Der Gegenentwurf des Regierungrats soll ein ausreichendes Angebot der familienergänzenden Kinderbetreuung gewährleisten. (Foto unsplash/kelli_mcclintock)
Der Gegenentwurf des Regierungrats soll ein ausreichendes Angebot der familienergänzenden Kinderbetreuung gewährleisten. (Foto unsplash/kelli_mcclintock)
09.04.2024

Luzerner Regierung präsentiert Gegenentwurf zu Kita-Volksinitiative

von sda (1)

Die Luzerner Kantonsregierung hat ihren Gegenentwurf zur Volksinitiative «Bezahlbare Kitas für alle» in die Vernehmlassung gegeben. Darin schlägt sie ein Betreuungsgutscheinmodell sowie Mindestqualitätsvorgaben für die Kindertagesstätten vor.

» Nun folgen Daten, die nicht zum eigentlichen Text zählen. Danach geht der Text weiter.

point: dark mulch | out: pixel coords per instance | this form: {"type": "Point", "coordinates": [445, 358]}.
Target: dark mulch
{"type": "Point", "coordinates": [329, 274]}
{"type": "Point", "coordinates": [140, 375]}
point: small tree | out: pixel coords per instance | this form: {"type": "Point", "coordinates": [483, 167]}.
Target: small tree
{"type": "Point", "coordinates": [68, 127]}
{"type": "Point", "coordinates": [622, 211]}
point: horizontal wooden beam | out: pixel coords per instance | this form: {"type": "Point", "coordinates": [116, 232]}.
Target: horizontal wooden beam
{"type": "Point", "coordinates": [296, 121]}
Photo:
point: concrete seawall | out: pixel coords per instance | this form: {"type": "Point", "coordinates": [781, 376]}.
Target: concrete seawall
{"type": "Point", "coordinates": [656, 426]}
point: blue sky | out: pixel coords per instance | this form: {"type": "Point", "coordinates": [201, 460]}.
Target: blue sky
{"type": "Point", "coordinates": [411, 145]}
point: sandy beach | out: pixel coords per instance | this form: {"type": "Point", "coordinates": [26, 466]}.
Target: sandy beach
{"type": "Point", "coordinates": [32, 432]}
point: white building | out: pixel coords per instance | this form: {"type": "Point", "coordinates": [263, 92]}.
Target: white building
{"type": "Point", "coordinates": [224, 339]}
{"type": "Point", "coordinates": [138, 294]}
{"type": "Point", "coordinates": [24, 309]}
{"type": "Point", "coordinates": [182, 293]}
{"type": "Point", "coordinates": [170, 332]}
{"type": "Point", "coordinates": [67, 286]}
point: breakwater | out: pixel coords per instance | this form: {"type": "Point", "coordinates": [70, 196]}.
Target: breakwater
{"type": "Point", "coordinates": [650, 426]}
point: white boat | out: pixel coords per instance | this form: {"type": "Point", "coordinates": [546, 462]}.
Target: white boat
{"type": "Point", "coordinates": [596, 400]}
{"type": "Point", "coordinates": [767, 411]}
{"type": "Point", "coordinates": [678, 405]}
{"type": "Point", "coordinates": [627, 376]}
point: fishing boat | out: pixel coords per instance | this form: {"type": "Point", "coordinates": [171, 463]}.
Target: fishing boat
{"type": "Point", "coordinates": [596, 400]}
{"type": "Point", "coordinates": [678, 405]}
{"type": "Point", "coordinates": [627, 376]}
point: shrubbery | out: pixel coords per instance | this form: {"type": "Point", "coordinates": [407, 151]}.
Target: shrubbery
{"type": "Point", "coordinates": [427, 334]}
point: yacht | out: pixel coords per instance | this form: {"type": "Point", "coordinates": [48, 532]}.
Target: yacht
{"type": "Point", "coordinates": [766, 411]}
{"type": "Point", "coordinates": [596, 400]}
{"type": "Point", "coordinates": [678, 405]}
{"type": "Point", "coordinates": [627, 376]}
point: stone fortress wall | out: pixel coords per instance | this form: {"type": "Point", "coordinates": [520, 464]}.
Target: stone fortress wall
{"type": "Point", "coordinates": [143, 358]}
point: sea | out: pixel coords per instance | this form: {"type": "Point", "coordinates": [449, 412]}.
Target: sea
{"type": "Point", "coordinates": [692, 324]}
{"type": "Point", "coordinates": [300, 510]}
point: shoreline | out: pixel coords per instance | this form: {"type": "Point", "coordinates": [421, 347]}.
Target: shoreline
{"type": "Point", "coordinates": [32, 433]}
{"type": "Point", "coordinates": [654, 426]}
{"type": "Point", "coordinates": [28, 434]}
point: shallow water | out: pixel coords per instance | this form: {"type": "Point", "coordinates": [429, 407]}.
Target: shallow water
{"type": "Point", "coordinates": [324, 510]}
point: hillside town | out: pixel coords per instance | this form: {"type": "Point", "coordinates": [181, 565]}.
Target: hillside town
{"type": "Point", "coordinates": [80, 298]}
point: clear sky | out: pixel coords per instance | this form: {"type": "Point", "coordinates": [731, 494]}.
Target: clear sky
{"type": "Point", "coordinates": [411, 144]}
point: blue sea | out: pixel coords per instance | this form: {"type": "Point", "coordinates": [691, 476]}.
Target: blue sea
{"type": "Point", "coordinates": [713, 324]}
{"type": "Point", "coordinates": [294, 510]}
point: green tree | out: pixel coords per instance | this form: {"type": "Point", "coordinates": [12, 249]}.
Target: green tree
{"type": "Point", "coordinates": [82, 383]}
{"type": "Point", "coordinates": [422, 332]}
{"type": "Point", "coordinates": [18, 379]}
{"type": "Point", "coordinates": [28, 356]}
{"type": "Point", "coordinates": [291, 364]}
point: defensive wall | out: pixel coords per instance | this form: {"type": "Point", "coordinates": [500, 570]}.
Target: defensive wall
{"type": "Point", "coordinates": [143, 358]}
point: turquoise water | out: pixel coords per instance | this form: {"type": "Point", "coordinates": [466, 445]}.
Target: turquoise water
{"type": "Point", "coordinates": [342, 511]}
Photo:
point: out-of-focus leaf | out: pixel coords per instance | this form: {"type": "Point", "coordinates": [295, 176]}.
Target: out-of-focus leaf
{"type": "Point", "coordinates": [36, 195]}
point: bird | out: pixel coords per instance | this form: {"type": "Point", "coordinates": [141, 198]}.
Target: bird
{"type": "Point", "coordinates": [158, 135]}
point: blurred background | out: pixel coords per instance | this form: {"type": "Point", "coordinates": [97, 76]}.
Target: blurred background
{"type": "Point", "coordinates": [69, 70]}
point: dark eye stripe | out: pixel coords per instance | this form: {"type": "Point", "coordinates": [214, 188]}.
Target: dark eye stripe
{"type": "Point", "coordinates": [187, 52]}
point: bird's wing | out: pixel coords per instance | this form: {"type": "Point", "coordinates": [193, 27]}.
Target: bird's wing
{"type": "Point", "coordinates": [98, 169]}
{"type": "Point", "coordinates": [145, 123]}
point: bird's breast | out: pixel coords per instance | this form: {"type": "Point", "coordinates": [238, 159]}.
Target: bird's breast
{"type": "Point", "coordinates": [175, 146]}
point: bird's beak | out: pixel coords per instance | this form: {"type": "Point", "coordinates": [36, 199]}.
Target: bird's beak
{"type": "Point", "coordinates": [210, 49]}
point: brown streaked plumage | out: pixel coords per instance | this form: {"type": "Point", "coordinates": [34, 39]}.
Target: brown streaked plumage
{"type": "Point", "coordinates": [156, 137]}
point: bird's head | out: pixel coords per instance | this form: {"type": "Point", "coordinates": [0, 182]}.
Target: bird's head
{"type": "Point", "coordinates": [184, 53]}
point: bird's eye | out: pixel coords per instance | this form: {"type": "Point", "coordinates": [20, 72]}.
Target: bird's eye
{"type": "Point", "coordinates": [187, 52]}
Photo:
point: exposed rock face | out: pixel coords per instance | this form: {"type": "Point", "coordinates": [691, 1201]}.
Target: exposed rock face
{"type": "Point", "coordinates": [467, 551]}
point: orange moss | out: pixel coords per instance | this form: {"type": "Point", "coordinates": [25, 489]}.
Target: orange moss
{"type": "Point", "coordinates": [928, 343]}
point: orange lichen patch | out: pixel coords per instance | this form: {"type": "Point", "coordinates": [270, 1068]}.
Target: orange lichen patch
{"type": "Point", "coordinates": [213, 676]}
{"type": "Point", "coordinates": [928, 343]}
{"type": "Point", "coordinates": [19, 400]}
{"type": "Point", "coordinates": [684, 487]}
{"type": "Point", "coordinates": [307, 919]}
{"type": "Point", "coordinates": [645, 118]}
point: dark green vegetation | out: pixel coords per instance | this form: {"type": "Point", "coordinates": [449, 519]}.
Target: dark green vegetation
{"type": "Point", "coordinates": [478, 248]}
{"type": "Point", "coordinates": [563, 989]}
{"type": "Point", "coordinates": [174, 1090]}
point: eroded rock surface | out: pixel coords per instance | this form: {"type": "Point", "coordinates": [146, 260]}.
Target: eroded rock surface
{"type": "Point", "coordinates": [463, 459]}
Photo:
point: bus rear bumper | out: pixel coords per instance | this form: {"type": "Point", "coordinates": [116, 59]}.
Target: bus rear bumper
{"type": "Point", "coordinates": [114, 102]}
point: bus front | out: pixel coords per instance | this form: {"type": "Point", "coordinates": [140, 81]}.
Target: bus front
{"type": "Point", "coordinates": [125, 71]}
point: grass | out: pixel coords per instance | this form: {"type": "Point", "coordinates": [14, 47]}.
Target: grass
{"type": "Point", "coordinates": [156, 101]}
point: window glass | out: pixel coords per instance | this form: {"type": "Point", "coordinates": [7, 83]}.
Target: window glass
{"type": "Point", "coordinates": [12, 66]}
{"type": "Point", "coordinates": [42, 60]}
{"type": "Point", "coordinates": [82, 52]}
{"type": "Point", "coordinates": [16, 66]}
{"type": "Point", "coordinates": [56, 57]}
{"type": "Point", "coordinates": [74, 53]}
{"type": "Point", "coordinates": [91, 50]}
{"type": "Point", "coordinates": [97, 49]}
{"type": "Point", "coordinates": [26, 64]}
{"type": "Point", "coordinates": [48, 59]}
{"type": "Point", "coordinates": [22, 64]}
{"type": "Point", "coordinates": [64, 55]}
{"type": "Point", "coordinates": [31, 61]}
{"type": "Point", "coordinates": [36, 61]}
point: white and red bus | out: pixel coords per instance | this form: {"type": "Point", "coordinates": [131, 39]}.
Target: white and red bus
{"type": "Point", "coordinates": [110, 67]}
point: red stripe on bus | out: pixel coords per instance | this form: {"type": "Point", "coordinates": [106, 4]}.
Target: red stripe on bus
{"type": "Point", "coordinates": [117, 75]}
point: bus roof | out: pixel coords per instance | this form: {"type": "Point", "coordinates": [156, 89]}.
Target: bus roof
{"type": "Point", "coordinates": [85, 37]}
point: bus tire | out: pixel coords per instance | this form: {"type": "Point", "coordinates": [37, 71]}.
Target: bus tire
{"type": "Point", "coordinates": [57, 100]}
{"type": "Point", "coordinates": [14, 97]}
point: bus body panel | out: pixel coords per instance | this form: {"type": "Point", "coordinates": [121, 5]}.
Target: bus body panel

Die Volksinitiative «Bezahlbare Kitas für alle» wurde im Sommer 2022 von der SP Kanton Luzern lanciert. Sie fordert unter anderem, dass die Kita-Tarife einkommensabhängig sein und die Eltern für nur maximal 30 Prozent der Vollkosten pro Kind aufkommen sollen. Laut Luzerner Regierung hätte die Initiative Kosten von rund 72 Millionen Franken pro Jahr zur Folge, da selbst Eltern mit hohen Einkommen markant entlastet würden. Auch befürchtet sie eine Verschiebung der Aufgaben von den Gemeinden zum Kanton hin. Die Vernehmlassung des Gegenentwurfs läuft bis 28. Juni.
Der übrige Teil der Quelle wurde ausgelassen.